No matter how worn the cliché of a teenager shouting at a parent “You just don’t understand!” might be, it’s still based in truth.
This time it’s different because these times are different. Parents do understand. More than just understanding, they also have some of the same feelings as their children.
“Students are scared, I know there are parents that are scared for their children, there's no doubt about that,” Matt Resnik, an 18-year-old senior at C. Milton Wright and the student representative on the Harford County Board of Education, said.
Resnik was talking about the 17 people, including 14 students, murdered when a gunman opened fire Feb. 14 at Marjory Stoneman Douglas High School in Parkland, Fla.
“Students go to school every day not knowing what is going to happen,” Resnik said in a text message. “With all of the shootings, students become more [worried] every day.”
Resnik is right. Students are scared. Parents are scared. Grandparents are scared. Spouses and significant others of those who work in the schools are scared.
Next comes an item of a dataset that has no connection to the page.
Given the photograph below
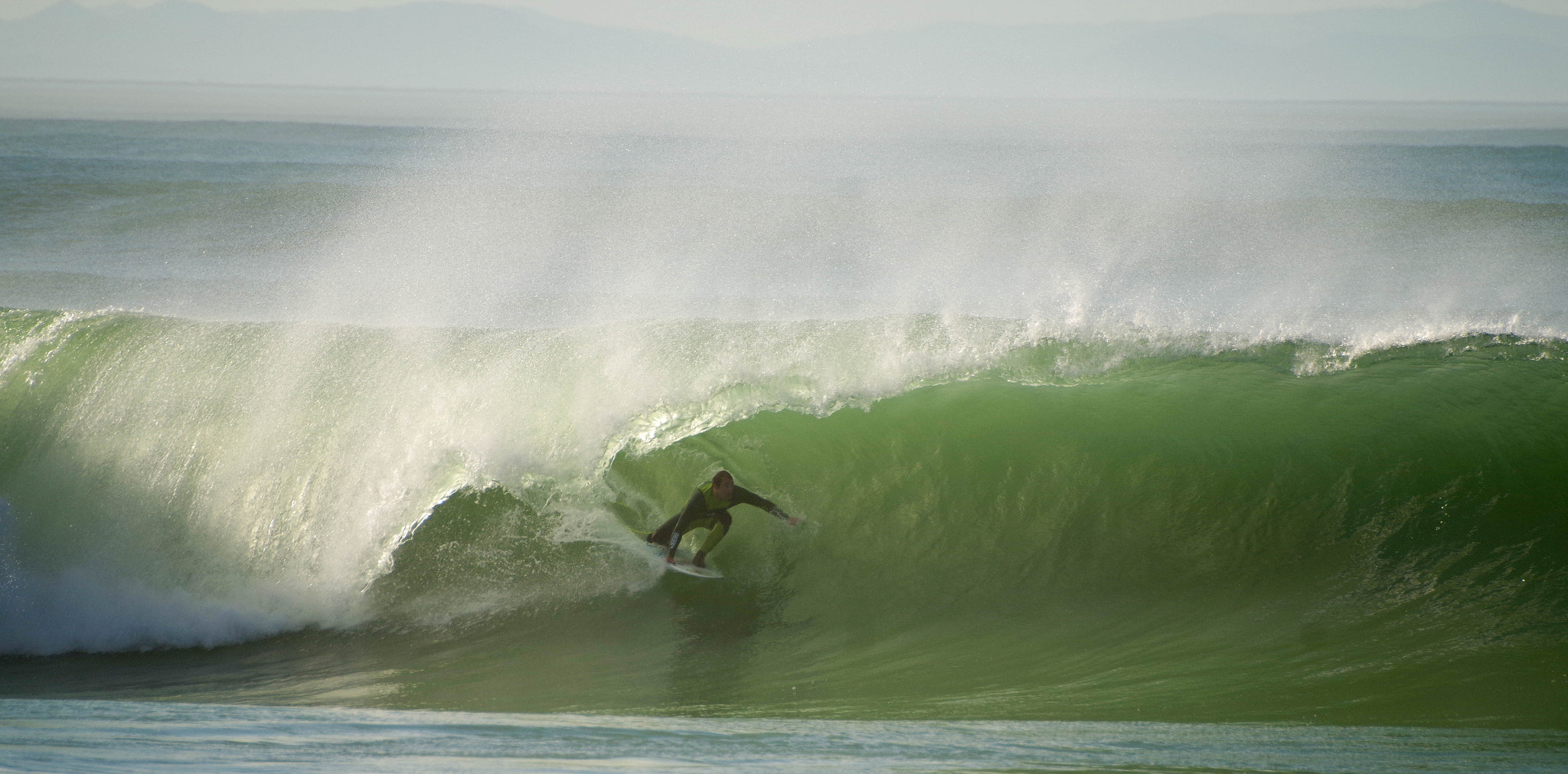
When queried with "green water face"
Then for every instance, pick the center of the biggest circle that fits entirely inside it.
(1204, 537)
Sadly, a lot of people have shared those fears for a while. It’s not only those connected to schools, but also those going to church and those going to concerts and those going out in public places and on and on.
These are the times in which we live. These are times marked by terrorists – foreign and domestic – and the terror they try to create. To paraphrase President George W. Bush on life in the post-9/11 world, if we change what we do or where we go or anything else about how we live because of fear, then the terrorists win. The fear they instilled is at the heart of terrorism.
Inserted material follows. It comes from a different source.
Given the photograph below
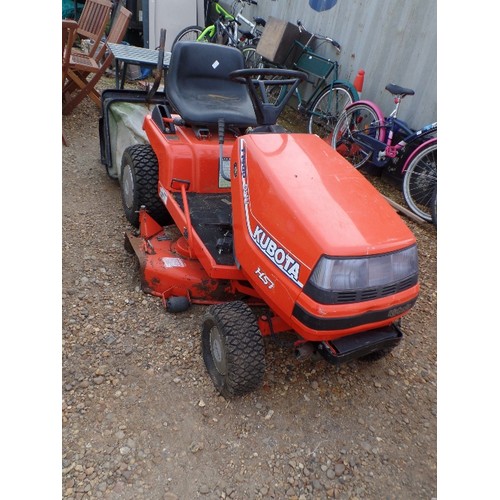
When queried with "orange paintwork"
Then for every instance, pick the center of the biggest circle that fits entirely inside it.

In the week after the Parkland, Fla., school shooting, miscreants are trying to disrupt the education routines in Harford County Public Schools. First, it was Harford Tech. Or was it North Harford? Or was it just someone confusing a threat against Harford Tech with North Harford. The following day, it was Havre de Grace High School.
In the weeks before Parkland, there were threats at Aberdeen Middle and Aberdeen High schools.
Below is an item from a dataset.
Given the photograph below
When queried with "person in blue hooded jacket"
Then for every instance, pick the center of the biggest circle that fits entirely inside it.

We’ve been blessed in that, so far, the threats have been investigated and deemed by police and school officials as not being credible. We emphatically say so far because rational people know that what has happened elsewhere can happen anywhere.
Two things can help keep tragedy at bay: vigilance and courage. Everyone, from those in the schools daily to those in contact outside the schools with young people every day, need to be vigilant in noticing changes in the young people around them and have the courage to be safe instead of sorry by reporting concerns to authorities.
“What students need to be looking for is warning signs and reporting them to staff or a parent immediately,” Resnik, the student rep on the school board, said.
People also have to be aware of the social media use and presence of the young people around them. Often times, tragedy might be averted if responsible adults know what the kids around them are posting. That vigilance could also keep some kids, who might foolishly and wrongly, think posting a social media threat that disrupts a school day is a harmless prank.
They are no more harmless than calling in a bomb threat that forced a school to evacuate was generations ago.
Be alert and be careful out there. We don’t have any calm, uneventful school days to spare.